Me: "Why not? This is our place! This is our hangout! You're just going to let some guy run us off?!"
Dierdre"Well, he's in there."
Me: "Look, are we in high school? No. This is a matter of power. Take yours back. Don't allow him to dictate where you can and can't go!"
DierdreSighing, "You're right. Okay."


This is a perfect example of allowing someone to have power over you, over your choices... allowing someone to influence your decisions. And some random guy you've gone out with a few times? Seriously? No. That man hasn't made you a priority in his life. He has no power over you. He is just some guy. Some guy you might like, but really, he's just some guy. Why would we, as independent and smart women, allow someone we barely know, much less have made a priority, to change the course of our lives. 


We walked into the restaurant and were immediately seated in the back, right near the restrooms. Perfect!  Dierdre explained more about the guy and what he had told her he was doing. While listening to her story, it sounded like every other story that my girlfriends told me or that I seemed to experience.


We ordered our meal and were enjoying our margaritas when Dierdre's eyes widened.... Chris (not his real name) had come around the corner and stopped dead, clearly surprised. Dierdre smiled and said hello. Chris walked over to our table and made polite conversation, but clearly he felt very awkward and shocked from the look on his face. Dierdre introduced us and he then excused himself to the restroom with promises to call her.


Frankly, after Chris walked away, the delight on Dierdre's face made me want to give her an award! In that moment, in that beautiful perfect moment, she found her power again. She realized that he wasn't worth her concern and he certainly did not consider her feelings, so why should she change anything she wanted to do or was doing just for him? It was fantastic.


As it turns out, Dierdre is pretty happy with her decision to walk into that restaurant on that fateful night...


As far as giving away our power goes, it isn't a conscious thing. I believe it stems from wanting the approval of another person, especially someone we find attractive or interesting. When we decide they've gotten our approval, we then want theirs so badly that we find ourselves in this predicament. 


Part of seeking someone's approval and something that I think a lot of women struggle with is that this dance, this dating dance really isn't about the man approving of us, it's about the woman's approval and acceptance of the man. When we are dating, we often change our behavior, we act how we think they want us to, we make ourselves available, all in the name of a potential future with this person we barely know. The bottom line is, that the only way we will ever be truly happy is to live a self approved life, loving who we are, and being truly happy no matter what other people do.
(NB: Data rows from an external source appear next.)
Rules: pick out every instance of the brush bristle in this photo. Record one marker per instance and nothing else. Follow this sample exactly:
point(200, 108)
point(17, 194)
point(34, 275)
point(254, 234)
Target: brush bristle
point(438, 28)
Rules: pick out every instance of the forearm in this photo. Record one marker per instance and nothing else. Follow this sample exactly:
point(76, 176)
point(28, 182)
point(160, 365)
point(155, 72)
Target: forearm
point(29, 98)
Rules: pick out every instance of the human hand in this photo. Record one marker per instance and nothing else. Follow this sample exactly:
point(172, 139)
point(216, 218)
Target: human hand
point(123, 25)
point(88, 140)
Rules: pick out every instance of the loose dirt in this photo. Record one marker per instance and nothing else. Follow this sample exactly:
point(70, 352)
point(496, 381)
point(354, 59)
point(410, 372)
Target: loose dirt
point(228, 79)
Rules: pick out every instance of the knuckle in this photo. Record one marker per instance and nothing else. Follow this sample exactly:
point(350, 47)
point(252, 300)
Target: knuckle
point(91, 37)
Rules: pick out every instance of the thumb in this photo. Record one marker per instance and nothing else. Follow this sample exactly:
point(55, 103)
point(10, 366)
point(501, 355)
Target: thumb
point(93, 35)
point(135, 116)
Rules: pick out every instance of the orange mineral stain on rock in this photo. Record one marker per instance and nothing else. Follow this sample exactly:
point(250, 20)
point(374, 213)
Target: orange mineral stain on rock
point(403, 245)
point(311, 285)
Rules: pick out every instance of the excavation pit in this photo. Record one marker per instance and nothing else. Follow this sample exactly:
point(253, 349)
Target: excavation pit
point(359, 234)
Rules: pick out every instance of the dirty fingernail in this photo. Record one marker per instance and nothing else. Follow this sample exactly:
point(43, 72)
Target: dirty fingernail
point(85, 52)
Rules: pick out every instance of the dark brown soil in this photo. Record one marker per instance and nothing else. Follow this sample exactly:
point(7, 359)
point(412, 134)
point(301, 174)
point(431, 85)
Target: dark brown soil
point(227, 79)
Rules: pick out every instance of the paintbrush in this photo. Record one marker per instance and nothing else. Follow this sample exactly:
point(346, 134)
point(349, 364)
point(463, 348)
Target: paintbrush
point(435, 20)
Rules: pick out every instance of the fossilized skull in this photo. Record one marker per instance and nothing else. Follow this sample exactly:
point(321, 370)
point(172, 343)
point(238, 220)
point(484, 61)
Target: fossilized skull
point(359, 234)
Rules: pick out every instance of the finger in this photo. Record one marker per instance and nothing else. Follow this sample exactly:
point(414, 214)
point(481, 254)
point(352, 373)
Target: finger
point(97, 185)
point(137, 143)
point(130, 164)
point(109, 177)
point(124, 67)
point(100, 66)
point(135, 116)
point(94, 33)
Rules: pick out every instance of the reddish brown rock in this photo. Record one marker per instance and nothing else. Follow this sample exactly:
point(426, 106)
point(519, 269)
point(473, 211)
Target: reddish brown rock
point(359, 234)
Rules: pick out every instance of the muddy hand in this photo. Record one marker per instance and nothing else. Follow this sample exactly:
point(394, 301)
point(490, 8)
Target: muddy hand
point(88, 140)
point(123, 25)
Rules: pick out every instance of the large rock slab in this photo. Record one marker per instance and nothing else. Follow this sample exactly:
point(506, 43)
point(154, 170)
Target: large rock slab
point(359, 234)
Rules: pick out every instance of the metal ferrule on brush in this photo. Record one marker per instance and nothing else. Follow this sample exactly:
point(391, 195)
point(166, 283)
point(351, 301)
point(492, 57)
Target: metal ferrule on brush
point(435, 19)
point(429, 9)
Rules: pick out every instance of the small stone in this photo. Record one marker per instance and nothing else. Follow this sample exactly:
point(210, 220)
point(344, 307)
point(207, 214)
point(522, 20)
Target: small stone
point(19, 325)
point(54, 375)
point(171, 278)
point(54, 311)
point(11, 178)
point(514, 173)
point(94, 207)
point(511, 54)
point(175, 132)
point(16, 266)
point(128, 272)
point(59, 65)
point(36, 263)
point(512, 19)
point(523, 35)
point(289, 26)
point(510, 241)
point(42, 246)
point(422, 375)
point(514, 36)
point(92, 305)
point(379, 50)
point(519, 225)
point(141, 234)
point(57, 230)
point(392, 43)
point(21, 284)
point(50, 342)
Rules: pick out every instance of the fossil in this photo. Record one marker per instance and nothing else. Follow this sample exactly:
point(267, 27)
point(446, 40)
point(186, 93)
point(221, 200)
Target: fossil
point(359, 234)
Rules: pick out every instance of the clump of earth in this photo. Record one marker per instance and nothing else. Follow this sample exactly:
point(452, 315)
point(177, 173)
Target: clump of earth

The only way we will be happy and whole is if we, like Dierdre, take our power back and walk into that restaurant. 


Here's a little more to help you think about that...Marc and Angel wrote some GREAT stuff in their 11 Ways to Become the Person You Love .... specifically this:  Care less about who you are to others.  


Honestly, when you just don't care what someone else thinks, you'll meet a lot of opposition... it won't be easy, but it will be worth it.